Le principe : la liberté de la preuve en matière commerciale
Acte juridique
Le principe de la liberté de la preuve signifie que la preuve de l'existence et du contenu d'un engagement commercial peut être rapportée par tous moyens, quel que soit le montant de celui-ci, s'il a pour objet une somme d'argent. Ce peut être, bien entendu en produisant un écrit, acte sous seing privé (même en matière commerciale, les parties en ont généralement rédigé un) ou acte authentique (ce qui est rare). Il peut aussi s'agir de papiers d'affaires : devis accepté, ou facture, même si ce second type de document semble difficile à admettre si celui qui s'en prévaut est un créancier commerçant, en raison du principe « Nul ne peut se constituer une preuve à soi-même ». Ce peut être également la comptabilité du commerçant, dès lors qu'elle a été « régulièrement tenue » (C. com., art. L. 123-23). Les témoignages sont également admis comme mode de preuve en matière commerciale. Par ailleurs, le droit commercial admet, sous certaines conditions, les conventions portant sur la preuve : si celles-ci sont valables lorsqu'elles portent sur des droits dont les parties ont la libre disposition, elles ne peuvent toutefois établir au profit de l'une des parties une présomption irréfragable (Com. 6 déc. 2017, no 16-19.615).

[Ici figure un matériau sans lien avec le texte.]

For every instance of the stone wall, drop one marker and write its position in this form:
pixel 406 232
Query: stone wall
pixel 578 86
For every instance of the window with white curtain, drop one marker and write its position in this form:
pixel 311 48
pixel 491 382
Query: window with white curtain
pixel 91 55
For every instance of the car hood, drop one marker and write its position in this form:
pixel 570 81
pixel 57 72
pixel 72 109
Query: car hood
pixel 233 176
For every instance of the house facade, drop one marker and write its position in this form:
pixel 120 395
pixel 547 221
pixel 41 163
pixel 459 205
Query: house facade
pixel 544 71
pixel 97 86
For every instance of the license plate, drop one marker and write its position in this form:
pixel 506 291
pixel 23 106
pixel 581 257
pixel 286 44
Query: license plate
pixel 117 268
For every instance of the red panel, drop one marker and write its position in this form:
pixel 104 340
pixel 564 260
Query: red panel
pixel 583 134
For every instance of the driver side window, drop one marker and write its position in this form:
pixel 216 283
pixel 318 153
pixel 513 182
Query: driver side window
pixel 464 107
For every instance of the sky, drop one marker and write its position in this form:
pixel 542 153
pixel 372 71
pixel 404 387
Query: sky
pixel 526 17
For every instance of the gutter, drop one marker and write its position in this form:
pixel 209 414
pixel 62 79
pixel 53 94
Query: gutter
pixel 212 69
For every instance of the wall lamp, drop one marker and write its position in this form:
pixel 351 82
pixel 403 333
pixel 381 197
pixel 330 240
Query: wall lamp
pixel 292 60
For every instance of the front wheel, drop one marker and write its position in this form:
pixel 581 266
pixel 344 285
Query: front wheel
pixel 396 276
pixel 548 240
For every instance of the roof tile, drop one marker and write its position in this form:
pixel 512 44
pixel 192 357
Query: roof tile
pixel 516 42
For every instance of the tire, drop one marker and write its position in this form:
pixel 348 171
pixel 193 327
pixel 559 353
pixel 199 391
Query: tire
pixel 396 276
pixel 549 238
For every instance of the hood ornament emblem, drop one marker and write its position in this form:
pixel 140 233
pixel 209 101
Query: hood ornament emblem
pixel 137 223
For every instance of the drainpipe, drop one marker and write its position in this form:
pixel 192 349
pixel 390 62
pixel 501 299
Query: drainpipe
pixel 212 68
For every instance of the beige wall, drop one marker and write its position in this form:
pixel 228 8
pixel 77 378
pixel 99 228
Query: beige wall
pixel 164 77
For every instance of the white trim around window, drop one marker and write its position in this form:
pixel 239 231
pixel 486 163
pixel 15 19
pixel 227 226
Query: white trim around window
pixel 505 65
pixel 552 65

En matière commerciale, il n'y a pas de hiérarchie des modes de preuve. Ainsi, un écrit – qui constitue une preuve parfaite au sens du droit civil – peut être valablement combattu par d'autres modes de preuve, par exemple par un témoignage.
Fait juridique
En matière de fait juridique, la liberté de la preuve est libre que l'on soit en matière civile ou commerciale. Une illustration de la liberté de preuve, en droit commercial, réside dans le droit de la concurrence déloyale. La jurisprudence se montre souvent peu exigeante à l'encontre du commerçant qui s'estime victime d'une telle pratique : ainsi, la Cour de cassation affirme régulièrement « qu'un préjudice s'infère nécessairement d'un acte de concurrence déloyale, générateur d'un trouble commercial, fût-il seulement moral » (Civ. 1re, 21 mars 2018, no 17-14.582).
L'exception : l'exigence d'un écrit
Acte domestique
La liberté de la preuve ne vaut que contre les commerçants et uniquement pour les actes de commerce qu'ils ont accomplis. Ainsi, s'il s'agit de prouver un achat domestique effectué par un commerçant personne physique, les règles de preuve du droit civil retrouvent leur empire.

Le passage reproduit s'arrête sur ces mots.